I keep getting the John Doe has written a great article. Excerpt from my article. Read more here…
I do see some Spanish versions too. I don’t think I’ve seen any synonymized versions yet. But, I might be just overlooking it.
I don’t know how widespread things are yet, Justin. But if you see something be sure to let us know. ;)
On my latest post I have the words Ryanair and credit card in the title. It was instantly scraped by two sites: travel and financial. As you describe, they repeat the first few lines, then link to the main content.
You know, it’s such a pain chasing after these people, I just let it go. It could be worse. At least they’re linking back to my blog. Others simply lift it and call it their own.
The Spanish actually says “Sploggers are more complicated every single time” which is a nice illustration of your story.
I’ve received a lot of trackback spam from .info but also from .cn domains which I find rather ironic. Only spammers can reach out from China’s Great (fire)Wall?
I recently received a Russian trackback and even Google’s Translater or Babelfish could help me. I have no idea in what context my post was mentioned. I took a look at the design, the links and other features of the site and decided it was legitimate. But I’ve no idea actually.

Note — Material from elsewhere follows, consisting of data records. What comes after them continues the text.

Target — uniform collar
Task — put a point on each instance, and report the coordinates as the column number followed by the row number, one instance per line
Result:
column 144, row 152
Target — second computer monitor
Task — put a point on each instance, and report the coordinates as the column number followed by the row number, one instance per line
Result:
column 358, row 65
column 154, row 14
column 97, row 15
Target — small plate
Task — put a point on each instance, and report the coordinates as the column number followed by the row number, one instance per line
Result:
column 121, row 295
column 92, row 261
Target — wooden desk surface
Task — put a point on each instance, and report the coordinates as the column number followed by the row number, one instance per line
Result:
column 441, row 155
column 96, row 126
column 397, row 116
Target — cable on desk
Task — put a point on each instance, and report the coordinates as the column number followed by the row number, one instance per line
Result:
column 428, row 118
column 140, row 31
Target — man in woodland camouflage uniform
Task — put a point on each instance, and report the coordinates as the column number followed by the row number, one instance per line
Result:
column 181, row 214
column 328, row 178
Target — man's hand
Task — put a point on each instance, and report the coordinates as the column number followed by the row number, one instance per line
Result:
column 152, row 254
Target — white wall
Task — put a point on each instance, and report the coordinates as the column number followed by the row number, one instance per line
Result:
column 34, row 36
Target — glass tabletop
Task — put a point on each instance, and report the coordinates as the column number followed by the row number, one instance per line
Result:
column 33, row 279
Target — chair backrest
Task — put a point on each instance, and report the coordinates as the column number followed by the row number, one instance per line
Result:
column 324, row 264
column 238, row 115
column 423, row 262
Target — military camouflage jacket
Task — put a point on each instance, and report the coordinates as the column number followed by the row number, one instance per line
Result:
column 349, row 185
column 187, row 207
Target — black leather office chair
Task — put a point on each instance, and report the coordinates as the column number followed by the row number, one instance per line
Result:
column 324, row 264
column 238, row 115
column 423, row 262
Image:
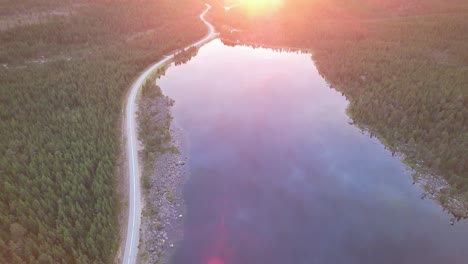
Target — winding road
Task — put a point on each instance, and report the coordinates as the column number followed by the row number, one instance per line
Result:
column 134, row 206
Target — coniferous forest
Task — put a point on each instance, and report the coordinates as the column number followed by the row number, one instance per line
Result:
column 63, row 77
column 402, row 64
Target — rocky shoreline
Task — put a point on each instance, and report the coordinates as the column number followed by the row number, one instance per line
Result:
column 164, row 208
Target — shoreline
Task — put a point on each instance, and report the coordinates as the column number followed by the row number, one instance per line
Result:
column 134, row 173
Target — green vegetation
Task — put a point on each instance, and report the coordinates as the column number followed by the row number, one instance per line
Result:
column 402, row 64
column 154, row 122
column 59, row 120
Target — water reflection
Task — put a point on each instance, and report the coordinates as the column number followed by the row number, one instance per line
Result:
column 280, row 176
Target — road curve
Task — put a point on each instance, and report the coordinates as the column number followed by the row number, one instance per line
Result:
column 134, row 209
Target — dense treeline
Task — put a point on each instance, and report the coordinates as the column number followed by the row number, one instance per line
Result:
column 402, row 64
column 59, row 122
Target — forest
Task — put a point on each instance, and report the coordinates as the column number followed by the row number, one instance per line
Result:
column 63, row 80
column 403, row 65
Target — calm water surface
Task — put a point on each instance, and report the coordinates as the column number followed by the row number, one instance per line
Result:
column 278, row 175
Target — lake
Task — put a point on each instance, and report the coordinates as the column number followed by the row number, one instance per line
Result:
column 279, row 175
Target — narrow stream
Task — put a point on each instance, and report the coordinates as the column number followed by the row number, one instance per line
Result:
column 278, row 175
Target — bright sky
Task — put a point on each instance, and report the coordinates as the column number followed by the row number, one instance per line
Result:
column 259, row 7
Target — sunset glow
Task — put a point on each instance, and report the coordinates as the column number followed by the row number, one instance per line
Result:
column 260, row 7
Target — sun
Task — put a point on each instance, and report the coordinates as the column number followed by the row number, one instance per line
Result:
column 259, row 7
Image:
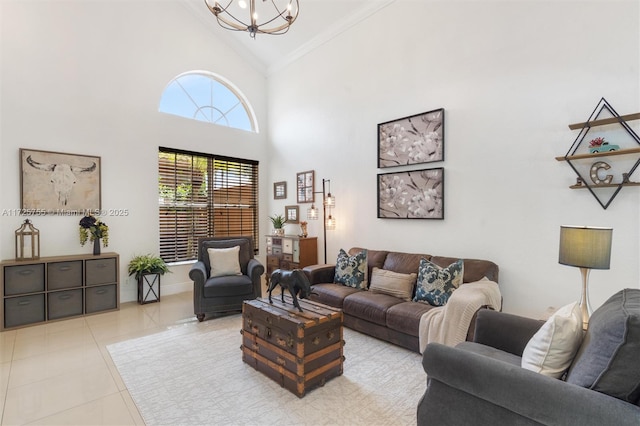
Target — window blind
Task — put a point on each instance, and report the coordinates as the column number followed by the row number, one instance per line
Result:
column 202, row 195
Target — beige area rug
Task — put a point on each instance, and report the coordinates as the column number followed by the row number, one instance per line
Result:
column 194, row 375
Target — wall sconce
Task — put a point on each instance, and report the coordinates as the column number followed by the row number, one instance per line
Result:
column 328, row 221
column 27, row 241
column 587, row 248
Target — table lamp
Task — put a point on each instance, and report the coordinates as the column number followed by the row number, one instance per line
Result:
column 587, row 248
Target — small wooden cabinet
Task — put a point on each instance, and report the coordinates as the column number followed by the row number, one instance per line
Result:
column 290, row 252
column 53, row 288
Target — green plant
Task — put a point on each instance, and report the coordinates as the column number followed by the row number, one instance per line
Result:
column 147, row 264
column 92, row 228
column 278, row 221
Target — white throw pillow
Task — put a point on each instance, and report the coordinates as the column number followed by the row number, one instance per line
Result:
column 393, row 283
column 224, row 261
column 552, row 349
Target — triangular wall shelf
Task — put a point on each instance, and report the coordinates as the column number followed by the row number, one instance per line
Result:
column 591, row 160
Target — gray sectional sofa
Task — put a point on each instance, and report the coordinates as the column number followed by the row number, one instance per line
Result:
column 482, row 383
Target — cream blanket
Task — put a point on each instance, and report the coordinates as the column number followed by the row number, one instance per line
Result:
column 449, row 324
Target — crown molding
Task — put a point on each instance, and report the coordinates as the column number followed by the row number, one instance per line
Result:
column 208, row 22
column 331, row 32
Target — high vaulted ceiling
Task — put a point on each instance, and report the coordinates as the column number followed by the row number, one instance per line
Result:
column 318, row 22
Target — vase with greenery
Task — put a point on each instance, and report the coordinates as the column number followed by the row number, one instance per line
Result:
column 147, row 264
column 278, row 221
column 94, row 229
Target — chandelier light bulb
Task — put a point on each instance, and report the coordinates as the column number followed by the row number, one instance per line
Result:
column 243, row 15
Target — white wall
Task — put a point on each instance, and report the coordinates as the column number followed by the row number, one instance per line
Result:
column 86, row 78
column 511, row 77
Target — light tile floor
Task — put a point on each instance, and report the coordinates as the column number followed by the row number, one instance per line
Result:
column 61, row 373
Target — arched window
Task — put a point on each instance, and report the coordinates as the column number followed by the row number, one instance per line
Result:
column 205, row 96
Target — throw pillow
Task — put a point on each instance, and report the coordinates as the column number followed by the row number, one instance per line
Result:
column 551, row 350
column 607, row 362
column 224, row 261
column 392, row 283
column 435, row 284
column 351, row 270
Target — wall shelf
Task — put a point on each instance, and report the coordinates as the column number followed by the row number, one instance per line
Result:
column 599, row 154
column 605, row 121
column 605, row 185
column 588, row 174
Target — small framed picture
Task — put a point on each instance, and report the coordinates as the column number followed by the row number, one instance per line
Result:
column 279, row 190
column 291, row 214
column 304, row 187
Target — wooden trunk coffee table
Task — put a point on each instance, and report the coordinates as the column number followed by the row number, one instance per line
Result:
column 299, row 350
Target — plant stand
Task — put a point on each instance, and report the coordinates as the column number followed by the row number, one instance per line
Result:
column 149, row 288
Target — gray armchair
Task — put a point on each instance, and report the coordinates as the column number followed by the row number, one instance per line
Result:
column 213, row 295
column 482, row 383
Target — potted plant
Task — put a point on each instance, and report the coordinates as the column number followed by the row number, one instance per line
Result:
column 94, row 229
column 278, row 222
column 147, row 269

I haven’t noticed synonymized or translated trackback spam yet but maybe because I haven’t noticed it was there.
I’ve seen a few like Justin mentioned but the latest one I’m getting a ton of and Akismit catches for moderation but doesn’t auto-mark as spam just has “news…” in the body and has a name, usually a drug name and a url in the web page entry but no email. I know I require emails to make comments. They are pretty much all on the same post too.
I tend to agree with your double translation theory. I posted an example recently. Quite bizarre.
Tony, you should add a ‘nofollow’ tag to the auto-synonomizer link.
Noticed it yesterday. I’m not even going to post the exact link of the offending site, but it’s “research hypen hub dot info”. The stuff on that site appears high in Google search too.